This topic describes how to use the data transmission service to migrate data from a cloud-native multi-model Lindorm database to OBKV.
A data migration task remaining in an inactive state for a long time may fail to be restored depending on the retention period of incremental logs. Inactive states are Failed, Stopped, and Completed. The data transmission service releases data migration tasks remaining in an inactive state for more than 3 days to reclaim related resources. We recommend that you configure alerts for data migration tasks and handle task exceptions in a timely manner.
Background
You can create a task in the ApsaraDB for OceanBase console to seamlessly migrate existing and incremental business data from a Lindorm database to OBKV through schema migration, full migration, and incremental synchronization.
Lindorm is a cloud-native multi-model integrated database designed and optimized for the Internet of Things (IoT), Internet, and Internet of Vehicles (IoV). The data transmission service supports LindormTable, a wide table engine service. For more information, see Overview.
OBKV belongs to the Standard Edition (Key-Value) series supported by ApsaraDB for OceanBase Standard Edition. It is developed based on OceanBase Database, a relational SQL database system, and fully reuses the Shared-Nothing architecture of OceanBase Database. For more information, see Product series.
Prerequisites
The data transmission service has the privilege to access cloud resources. For more information, see Grant privileges to roles for data transmission.
You have created a dedicated user in the source Lindorm database for data migration, and granted required permissions to the user. For more information, see Lindorm data source.
You have created a dedicated user in the target OBKV instance for data migration, and granted required permissions to the user. For more information, see Create a database account for an OBKV instance and grant privileges to the account.
Limitations
At present, the data transmission service supports LindormTable V2.x, and OBKV V4.2.1 and V4.2.4.
The data transmission service can migrate only the data whose
tablename
andcolumnfamily
values consist of digits (0 to 9), lowercase letters (a to z), uppercase letters (A to Z), and underscores (_) from a Lindorm database to OBKV.When you migrate data from a Lindorm database to OBKV, only HBase table objects are supported. Other types of table objects may cause data quality issues.

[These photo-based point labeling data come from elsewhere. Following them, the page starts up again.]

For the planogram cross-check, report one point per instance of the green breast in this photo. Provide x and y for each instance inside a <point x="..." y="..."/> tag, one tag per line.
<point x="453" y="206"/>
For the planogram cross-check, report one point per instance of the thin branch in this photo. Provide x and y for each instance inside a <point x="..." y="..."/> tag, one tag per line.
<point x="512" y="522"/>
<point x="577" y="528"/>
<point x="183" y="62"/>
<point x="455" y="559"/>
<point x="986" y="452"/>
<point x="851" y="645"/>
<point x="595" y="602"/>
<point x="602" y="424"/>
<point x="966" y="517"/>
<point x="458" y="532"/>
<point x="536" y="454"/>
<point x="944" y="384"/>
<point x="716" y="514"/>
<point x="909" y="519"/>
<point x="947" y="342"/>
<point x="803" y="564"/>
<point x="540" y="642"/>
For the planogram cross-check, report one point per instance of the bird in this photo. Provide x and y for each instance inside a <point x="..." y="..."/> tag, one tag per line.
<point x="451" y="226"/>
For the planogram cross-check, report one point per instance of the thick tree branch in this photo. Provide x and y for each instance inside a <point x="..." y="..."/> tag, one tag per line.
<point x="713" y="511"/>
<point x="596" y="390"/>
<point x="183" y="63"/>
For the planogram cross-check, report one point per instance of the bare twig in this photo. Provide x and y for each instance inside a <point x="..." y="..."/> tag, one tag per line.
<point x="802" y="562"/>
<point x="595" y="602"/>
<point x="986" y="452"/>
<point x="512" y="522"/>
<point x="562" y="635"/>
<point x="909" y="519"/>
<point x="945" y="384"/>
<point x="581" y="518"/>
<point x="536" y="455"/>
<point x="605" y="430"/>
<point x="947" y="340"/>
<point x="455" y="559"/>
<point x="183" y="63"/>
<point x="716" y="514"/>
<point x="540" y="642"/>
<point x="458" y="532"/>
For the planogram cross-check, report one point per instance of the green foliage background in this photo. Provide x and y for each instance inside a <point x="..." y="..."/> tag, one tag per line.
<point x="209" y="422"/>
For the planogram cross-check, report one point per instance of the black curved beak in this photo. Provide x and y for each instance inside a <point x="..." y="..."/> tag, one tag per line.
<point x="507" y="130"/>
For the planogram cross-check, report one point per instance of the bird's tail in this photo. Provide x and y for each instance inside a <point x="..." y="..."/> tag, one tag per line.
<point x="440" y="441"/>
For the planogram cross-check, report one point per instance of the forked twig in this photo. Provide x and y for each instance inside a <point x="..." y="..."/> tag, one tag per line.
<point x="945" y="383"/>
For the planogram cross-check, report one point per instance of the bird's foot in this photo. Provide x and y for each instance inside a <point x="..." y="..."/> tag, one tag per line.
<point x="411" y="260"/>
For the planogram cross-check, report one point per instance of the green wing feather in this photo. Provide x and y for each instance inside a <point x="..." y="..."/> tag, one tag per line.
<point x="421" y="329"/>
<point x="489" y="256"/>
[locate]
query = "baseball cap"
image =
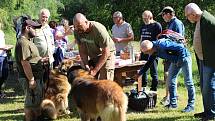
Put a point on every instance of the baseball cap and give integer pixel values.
(167, 9)
(32, 23)
(117, 14)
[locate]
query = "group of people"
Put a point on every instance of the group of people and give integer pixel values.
(37, 44)
(180, 58)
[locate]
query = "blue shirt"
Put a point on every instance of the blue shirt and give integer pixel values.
(150, 31)
(166, 49)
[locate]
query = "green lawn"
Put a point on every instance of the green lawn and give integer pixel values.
(11, 108)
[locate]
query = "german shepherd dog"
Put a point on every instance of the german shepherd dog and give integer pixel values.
(96, 99)
(55, 102)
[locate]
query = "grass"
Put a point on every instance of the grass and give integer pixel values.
(11, 108)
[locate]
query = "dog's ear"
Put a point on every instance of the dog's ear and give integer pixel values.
(71, 73)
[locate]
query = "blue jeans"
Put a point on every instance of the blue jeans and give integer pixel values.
(153, 73)
(3, 70)
(207, 83)
(174, 69)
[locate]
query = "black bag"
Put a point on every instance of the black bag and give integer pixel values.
(138, 102)
(142, 100)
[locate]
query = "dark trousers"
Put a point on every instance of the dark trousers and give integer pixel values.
(153, 73)
(4, 70)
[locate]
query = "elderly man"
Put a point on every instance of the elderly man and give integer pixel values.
(44, 39)
(122, 32)
(149, 31)
(203, 43)
(180, 59)
(95, 44)
(30, 70)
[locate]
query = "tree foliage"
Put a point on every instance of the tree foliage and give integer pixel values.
(12, 8)
(102, 11)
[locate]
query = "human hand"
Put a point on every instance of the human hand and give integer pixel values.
(116, 39)
(93, 72)
(32, 84)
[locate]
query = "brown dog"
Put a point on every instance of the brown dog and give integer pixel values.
(57, 91)
(95, 99)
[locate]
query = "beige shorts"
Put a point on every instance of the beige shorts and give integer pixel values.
(33, 97)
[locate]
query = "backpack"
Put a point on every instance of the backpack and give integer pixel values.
(18, 21)
(172, 35)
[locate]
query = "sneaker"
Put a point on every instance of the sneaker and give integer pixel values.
(165, 101)
(188, 109)
(171, 106)
(200, 115)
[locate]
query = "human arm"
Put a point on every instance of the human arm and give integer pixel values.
(6, 47)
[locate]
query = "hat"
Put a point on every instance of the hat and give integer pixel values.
(32, 23)
(117, 14)
(167, 9)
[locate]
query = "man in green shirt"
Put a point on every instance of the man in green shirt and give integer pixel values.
(30, 70)
(95, 44)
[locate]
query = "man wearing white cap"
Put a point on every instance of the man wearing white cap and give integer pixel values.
(121, 31)
(30, 69)
(168, 14)
(203, 44)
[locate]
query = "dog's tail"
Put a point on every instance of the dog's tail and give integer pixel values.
(123, 108)
(48, 109)
(120, 114)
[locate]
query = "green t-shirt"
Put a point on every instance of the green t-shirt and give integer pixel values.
(26, 50)
(96, 39)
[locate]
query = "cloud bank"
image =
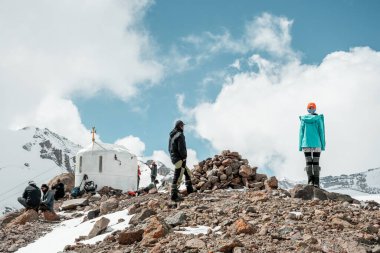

We recommend that you set the number of Kafka partitions to 1 when you configure incremental synchronization settings.
Considerations
We recommend that you create a data migration task between a Lindorm database and OBKV only for data migration, but not for long-term data synchronization. In the following cases, data quality issues may occur in the incremental synchronization phase and will be detected in the full verification phase.
If you update values by specifying the version, which is a timestamp, the data transmission service cannot identify the updates.
If you perform a Put operation that sets the field value of a rowkey to an empty string ("), the value may be deleted during the incremental synchronization phase.
When you migrate data from a Lindorm database to OBKV, data is pulled only in IN mode during full verification. In this mode, verification is inapplicable if the target contains data that does not exist in the source, and as a result, the verification performance is downgraded.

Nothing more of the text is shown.